The Earl of Hawkeswell has been living in limbo for two years, ever since his bride, heiress Verity Thompson, disappeared on their wedding day. As she hasn’t been declared deceased, Hawkeswell cannot legally remarry and cannot access his wife’s funds — either of which would settle his dire financial crisis.
Coerced into marrying Hawkeswell by her duplicitous cousin, Verity fled London for the countryside. With no interest in the earl’s title or status, she was willing to forfeit her inheritance in exchange for her freedom. Now that her ruse has been discovered, Verity is forced to return to a loveless marriage.
Hawkeswell strikes a bargain with Verity: In return for three kisses a day, he will not insist on his conjugal rights. But Verity discovers there are kisses … and then there are kisses … as she begins to learn the true meaning of seduction at the hands of a master.

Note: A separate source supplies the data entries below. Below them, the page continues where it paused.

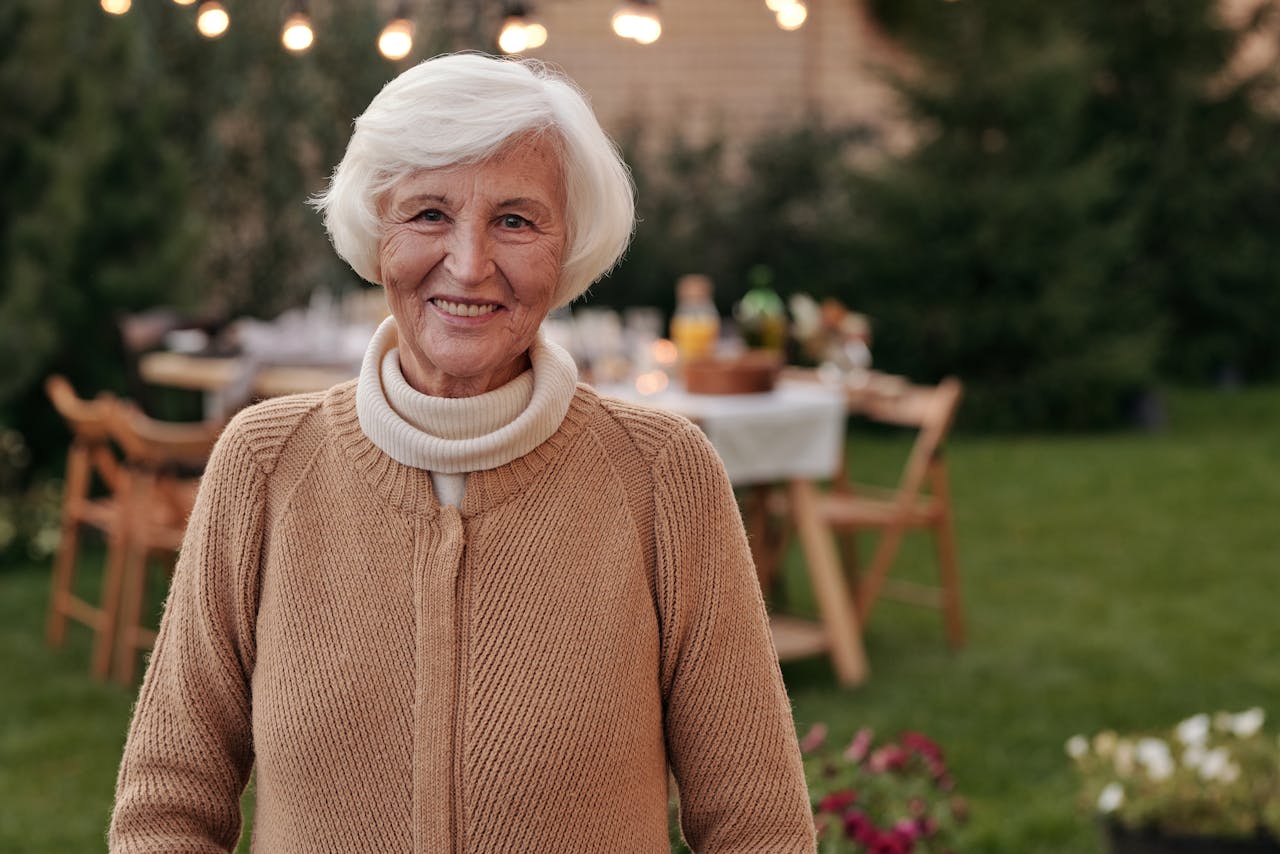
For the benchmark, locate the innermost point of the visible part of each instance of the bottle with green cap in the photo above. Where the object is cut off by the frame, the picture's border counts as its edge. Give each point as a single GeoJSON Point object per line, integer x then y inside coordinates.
{"type": "Point", "coordinates": [760, 314]}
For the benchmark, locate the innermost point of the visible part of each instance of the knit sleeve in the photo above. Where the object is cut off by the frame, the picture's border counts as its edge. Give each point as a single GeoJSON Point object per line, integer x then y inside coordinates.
{"type": "Point", "coordinates": [730, 735]}
{"type": "Point", "coordinates": [190, 747]}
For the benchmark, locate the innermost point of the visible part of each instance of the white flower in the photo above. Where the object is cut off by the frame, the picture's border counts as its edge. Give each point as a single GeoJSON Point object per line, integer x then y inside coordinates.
{"type": "Point", "coordinates": [1155, 757]}
{"type": "Point", "coordinates": [1215, 765]}
{"type": "Point", "coordinates": [1110, 798]}
{"type": "Point", "coordinates": [1248, 722]}
{"type": "Point", "coordinates": [1193, 757]}
{"type": "Point", "coordinates": [1151, 750]}
{"type": "Point", "coordinates": [1123, 759]}
{"type": "Point", "coordinates": [1193, 730]}
{"type": "Point", "coordinates": [1161, 768]}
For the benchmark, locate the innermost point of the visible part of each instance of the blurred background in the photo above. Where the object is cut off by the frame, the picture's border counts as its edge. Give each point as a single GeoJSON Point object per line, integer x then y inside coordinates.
{"type": "Point", "coordinates": [1069, 206]}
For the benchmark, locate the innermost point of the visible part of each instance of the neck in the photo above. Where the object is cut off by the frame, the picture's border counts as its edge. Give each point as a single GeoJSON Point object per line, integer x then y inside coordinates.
{"type": "Point", "coordinates": [432, 380]}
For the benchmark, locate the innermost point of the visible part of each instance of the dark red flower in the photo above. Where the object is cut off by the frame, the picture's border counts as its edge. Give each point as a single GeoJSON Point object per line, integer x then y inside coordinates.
{"type": "Point", "coordinates": [922, 744]}
{"type": "Point", "coordinates": [908, 829]}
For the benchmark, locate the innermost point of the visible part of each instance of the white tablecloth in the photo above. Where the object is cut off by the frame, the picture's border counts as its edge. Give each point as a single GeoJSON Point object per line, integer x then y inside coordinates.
{"type": "Point", "coordinates": [794, 432]}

I am genuinely perplexed by the mixed reviews for this series. Apart from the sometimes cringeworthy uses of American words and expressions (fishing poles?), it is one of the most engaging historical romance series I have come across.
But therein, I suspect, lies the problem. In a genre currently populated by Disney-style fluff pieces with an abundance of often pointless explicit sex, Madeline Hunter’s more realistic depictions of Regency-era characters and attitudes just aren’t cutting it. It’s disappointing, because the modernised Disney fluff is the very reason I don’t read anywhere near as much in the historical genre as I do contemporary.

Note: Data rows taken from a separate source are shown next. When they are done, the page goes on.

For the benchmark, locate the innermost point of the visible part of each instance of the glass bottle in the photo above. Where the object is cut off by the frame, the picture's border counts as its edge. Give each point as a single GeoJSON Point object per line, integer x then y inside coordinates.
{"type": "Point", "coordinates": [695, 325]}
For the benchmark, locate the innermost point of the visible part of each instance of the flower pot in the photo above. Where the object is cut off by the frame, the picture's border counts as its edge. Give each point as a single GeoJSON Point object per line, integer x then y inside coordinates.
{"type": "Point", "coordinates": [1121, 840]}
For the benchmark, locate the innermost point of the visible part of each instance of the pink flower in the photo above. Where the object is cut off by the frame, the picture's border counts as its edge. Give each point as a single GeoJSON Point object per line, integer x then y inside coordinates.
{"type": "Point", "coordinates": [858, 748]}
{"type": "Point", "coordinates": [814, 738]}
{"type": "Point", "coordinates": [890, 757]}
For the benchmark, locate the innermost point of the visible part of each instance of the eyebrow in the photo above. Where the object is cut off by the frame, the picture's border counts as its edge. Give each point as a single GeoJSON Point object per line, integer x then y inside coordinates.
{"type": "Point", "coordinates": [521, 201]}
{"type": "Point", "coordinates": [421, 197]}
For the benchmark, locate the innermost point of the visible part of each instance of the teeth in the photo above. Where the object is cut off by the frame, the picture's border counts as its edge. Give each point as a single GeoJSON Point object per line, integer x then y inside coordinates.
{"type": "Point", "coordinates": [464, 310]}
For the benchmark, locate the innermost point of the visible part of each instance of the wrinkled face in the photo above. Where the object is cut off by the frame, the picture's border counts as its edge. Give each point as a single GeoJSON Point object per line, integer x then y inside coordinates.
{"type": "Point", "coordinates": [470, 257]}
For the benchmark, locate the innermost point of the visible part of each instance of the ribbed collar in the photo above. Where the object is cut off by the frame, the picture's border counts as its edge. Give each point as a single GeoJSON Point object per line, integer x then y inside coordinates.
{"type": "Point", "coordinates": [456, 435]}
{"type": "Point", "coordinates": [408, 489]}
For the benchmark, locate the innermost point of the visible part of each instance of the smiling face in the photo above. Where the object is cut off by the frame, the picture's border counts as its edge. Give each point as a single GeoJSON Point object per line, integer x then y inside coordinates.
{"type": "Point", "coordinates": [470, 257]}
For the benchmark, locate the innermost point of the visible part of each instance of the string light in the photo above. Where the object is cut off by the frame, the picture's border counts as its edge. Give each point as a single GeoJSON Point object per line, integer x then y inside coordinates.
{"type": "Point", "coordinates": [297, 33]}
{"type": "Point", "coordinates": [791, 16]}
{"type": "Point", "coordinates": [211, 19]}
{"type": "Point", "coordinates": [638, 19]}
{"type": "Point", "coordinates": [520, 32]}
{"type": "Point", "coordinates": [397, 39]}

Provocative in Pearls is the second book in the Rarest Blooms series, and I loved every moment of it. In fact, I liked this one even more than the first in the series, for the gradual, believable development of a desperate man and a beaten woman forced into a marriage, into two characters in a deep, deep love. I loved the humour between the men. I loved the gestures the characters made that spoke a lot more about how they felt than any words could do.
Perhaps what I love most is that the characters are bringing a genuine Regency-era mentality to their lives, to their marriages. I’m about as much of a feminist as you can get, but when I pick up a book in the historical romance genre, I expect women to be up against the challenges and restrictions of their times. Misplaced feminism that is accepted by the other characters makes me cringe. After all, what is the point in the historical setting if things are going to be as they are in the twenty-first century, only with fancier dresses?
There was angst aplenty in Provocative in Pearls, and our hero had more than one opportunity to prove himself his wife’s greatest champion. I loved the well-constructed scenes from start to finish, showing our Regency aristocrat – despite himself – finding himself in love with his errant wife.
But, oh if only US publishers took more care with language! I am so, so, so, so tired of being yanked out of the story by American English! This is also the first historical romance I remember reading where arse was misspelt as ass – more than once. There’s no excuse for the use of such blatant American terminology in an allegedly English setting. If the rest of us can recognise these terms as American, American editors should be able to recognise what is British!
Even so, this was one of my better historical romance reads… ever. I love this series.